UGround: A Universal GUI Visual Grounding Model Developed with Large-Scale Web-based Synthetic Data

in #ai7 days ago

The fundamental problem with existing GUI agents lies in their reliance on text-based representations such as HTML or accessibility trees, which often introduce noise and unnecessary complexity. While effective, these approaches are limited by their dependency on the completeness and accuracy of textual data. For instance, accessibility trees may lack essential elements or annotations, and HTML code may contain irrelevant or redundant information. As a result, these agents need help with latency and computational overhead when navigating through different types of GUIs across platforms like mobile applications, desktop software, and web interfaces.

Some multimodal large language models (MLLMs) have been proposed that combine visual and text-based representations to interpret and interact with GUIs. Despite recent improvements, these models still require significant text-based information, which constrains their generalization ability and hinders performance. Several existing models, such as SeeClick and CogAgent, have shown moderate success. Still, they need to be more robust for practical applications in diverse environments due to their dependence on predefined text-based inputs.

Image

Researchers from Ohio State University and Orby AI introduced a new model called UGround, which eliminates the need for text-based inputs entirely. UGround uses a visual-only grounding approach that operates directly on the visual renderings of the GUI. By solely using visual perception, this model can more accurately replicate human interaction with GUIs, enabling agents to perform pixel-level operations directly on the GUI without relying on any text-based data such as HTML. This advancement significantly enhances the efficiency and robustness of the GUI agents, making them more adaptable and capable of being used in real-world applications.

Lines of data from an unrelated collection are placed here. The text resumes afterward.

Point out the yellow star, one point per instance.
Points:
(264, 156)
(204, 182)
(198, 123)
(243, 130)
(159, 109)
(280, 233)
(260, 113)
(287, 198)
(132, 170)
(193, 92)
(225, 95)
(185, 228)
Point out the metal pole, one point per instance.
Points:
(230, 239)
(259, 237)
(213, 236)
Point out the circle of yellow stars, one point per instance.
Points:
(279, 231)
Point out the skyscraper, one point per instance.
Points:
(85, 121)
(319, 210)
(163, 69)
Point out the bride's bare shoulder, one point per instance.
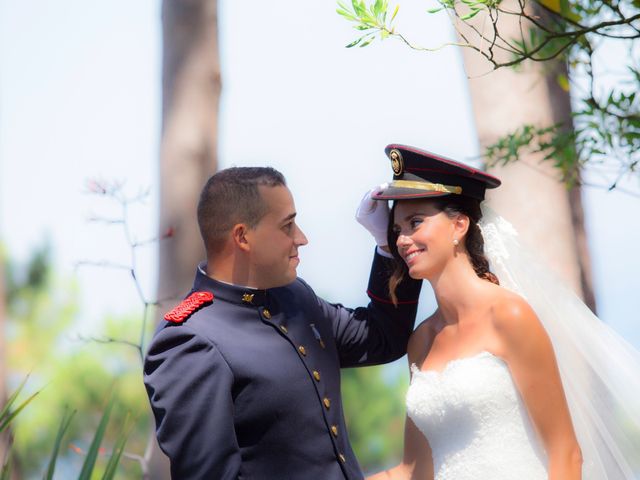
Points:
(513, 318)
(421, 338)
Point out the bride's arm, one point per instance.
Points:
(416, 461)
(529, 354)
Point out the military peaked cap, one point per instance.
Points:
(418, 174)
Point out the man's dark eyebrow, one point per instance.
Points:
(413, 214)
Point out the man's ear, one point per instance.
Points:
(239, 236)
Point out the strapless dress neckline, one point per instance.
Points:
(475, 421)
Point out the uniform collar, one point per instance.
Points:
(227, 291)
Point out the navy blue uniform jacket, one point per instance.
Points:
(249, 387)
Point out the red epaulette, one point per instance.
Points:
(188, 306)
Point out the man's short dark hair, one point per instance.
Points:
(231, 196)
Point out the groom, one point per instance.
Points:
(244, 375)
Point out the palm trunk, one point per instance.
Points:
(188, 152)
(548, 216)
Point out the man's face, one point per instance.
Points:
(275, 240)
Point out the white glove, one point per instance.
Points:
(374, 216)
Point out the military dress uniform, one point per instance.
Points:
(245, 383)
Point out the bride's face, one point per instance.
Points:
(425, 237)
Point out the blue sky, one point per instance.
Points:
(80, 99)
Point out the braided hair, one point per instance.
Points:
(451, 205)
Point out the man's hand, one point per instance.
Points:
(374, 216)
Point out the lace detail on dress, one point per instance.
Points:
(475, 421)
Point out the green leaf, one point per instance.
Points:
(364, 44)
(377, 8)
(395, 12)
(469, 15)
(64, 425)
(92, 453)
(6, 415)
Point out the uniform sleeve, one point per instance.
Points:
(378, 333)
(189, 387)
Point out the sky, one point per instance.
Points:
(80, 100)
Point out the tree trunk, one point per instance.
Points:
(188, 151)
(548, 216)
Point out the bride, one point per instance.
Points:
(487, 392)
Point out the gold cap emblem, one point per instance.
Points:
(247, 297)
(397, 164)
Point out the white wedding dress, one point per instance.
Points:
(475, 421)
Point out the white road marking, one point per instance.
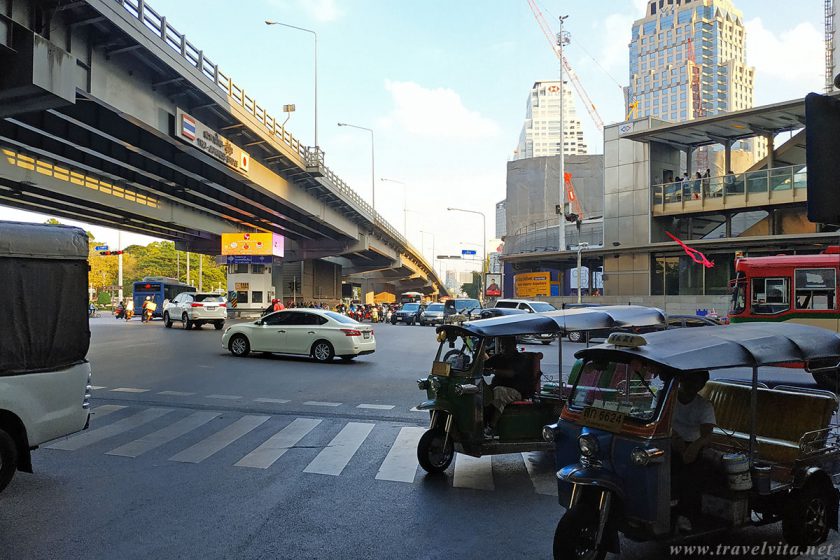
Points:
(473, 472)
(274, 447)
(218, 441)
(400, 465)
(340, 450)
(87, 438)
(104, 410)
(545, 481)
(376, 406)
(167, 434)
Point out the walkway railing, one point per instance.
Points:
(310, 156)
(764, 182)
(543, 236)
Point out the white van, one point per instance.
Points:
(44, 376)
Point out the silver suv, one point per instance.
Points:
(194, 309)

The research team developed UGround by leveraging a simple yet effective methodology, combining web-based synthetic data and slightly adapting the LLaVA architecture. They constructed the largest GUI visual grounding dataset, comprising 10 million GUI elements over 1.3 million screenshots, spanning different GUI layouts and types. The researchers incorporated a data synthesis strategy that allows the model to learn from varied visual representations, making UGround applicable to different platforms, including web, desktop, and mobile environments. This vast dataset helps the model accurately map diverse referring expressions of GUI elements to their coordinates on the screen, facilitating precise visual grounding in real-world applications.

Empirical results showed that UGround significantly outperforms existing models in various benchmark tests. It achieved up to 20% higher accuracy in visual grounding tasks across six benchmarks, covering three categories: grounding, offline agent evaluation, and online agent evaluation. For example, on the ScreenSpot benchmark, which assesses GUI visual grounding across different platforms, UGround achieved an accuracy of 82.8% in mobile environments, 63.6% in desktop environments, and 80.4% in web environments. These results indicate that UGround’s visual-only perception capability allows it to perform comparably or better than models using both visual and text-based inputs.

In addition, GUI agents equipped with UGround demonstrated superior performance compared to state-of-the-art agents that rely on multimodal inputs. For instance, in the agent setting of ScreenSpot, UGround achieved an average performance increase of 29% over the previous models. The model also showed impressive results in AndroidControl and OmniACT benchmarks, which test the agent’s ability to handle mobile and desktop environments, respectively. In AndroidControl, UGround achieved a step accuracy of 52.8% in high-level tasks, surpassing previous models by a considerable margin. Similarly, on the OmniACT benchmark, UGround attained an action score of 32.8, highlighting its efficiency and robustness in diverse GUI tasks.

In conclusion, UGround addresses the primary limitations of existing GUI agents by adopting a human-like visual perception and grounding methodology. Its ability to generalize across multiple platforms and perform pixel-level operations without needing text-based inputs marks a significant advancement in human-computer interaction. This model improves the efficiency and accuracy of GUI agents and sets the foundation for future developments in autonomous GUI navigation and interaction.